TRUMP: Your visit, Mr. President, comes at a critical time for our alliance. Along with our British friends, the United States and France recently took decisive action in response to the Syrian regime's use of chemical weapons. I want to personally thank President Macron, the French military and the French people for their steadfast partnership. They were absolutely incredible.

Thank you very much, Mr. President. Thank you.

The long friendship between the United States and France began 241 years ago this month, when a 19-year-old Frenchman named Lafayette set sail to join America's fight for independence.
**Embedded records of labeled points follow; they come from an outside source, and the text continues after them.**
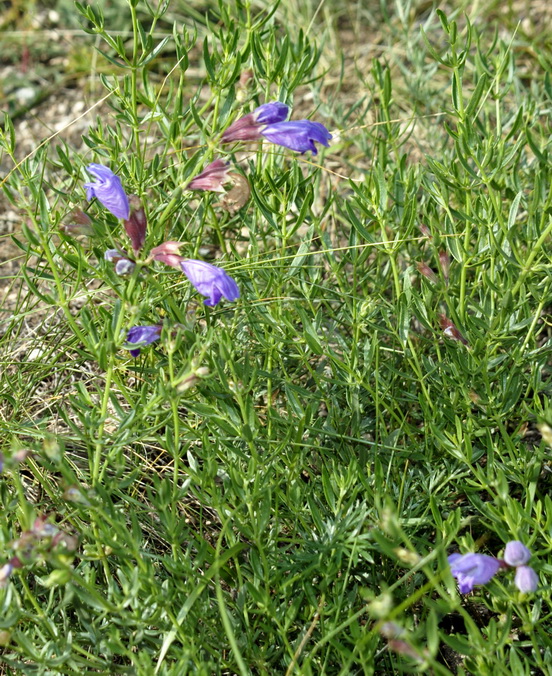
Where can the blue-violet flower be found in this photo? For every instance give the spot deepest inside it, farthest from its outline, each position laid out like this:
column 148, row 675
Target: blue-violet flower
column 142, row 336
column 107, row 190
column 516, row 553
column 210, row 281
column 471, row 569
column 299, row 135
He quickly won the trust of George Washington, fought bravely in the battle, and helped secure the aid of France for the American cause.

Decades later, President Andrew Jackson wrote that "The memory of Lafayette will be second only to that of Washington in the hearts of the American people."

The beautiful friendship between the United States and France, forged in revolution, has changed the course of history. Exactly 100 years ago this spring, Americans fought side by side with the gallant French in World War I. A generation later, in the Second World War, hundreds of thousands of young Americans and free French sacrificed together to save civilization in its hour of greatest need.

60,000 American service members rest for eternity beneath the peaceful fields and hills of the French countryside. And in the soil of Virginia and Georgia, French patriots, whose names are known only to God, lie in unmarked graves.

TRUMP: Today, we meet to affirm this friendship that has flourished as an example to the world for more than two centuries.

Our two great republics are linked together by the timeless bonds of history, culture and destiny.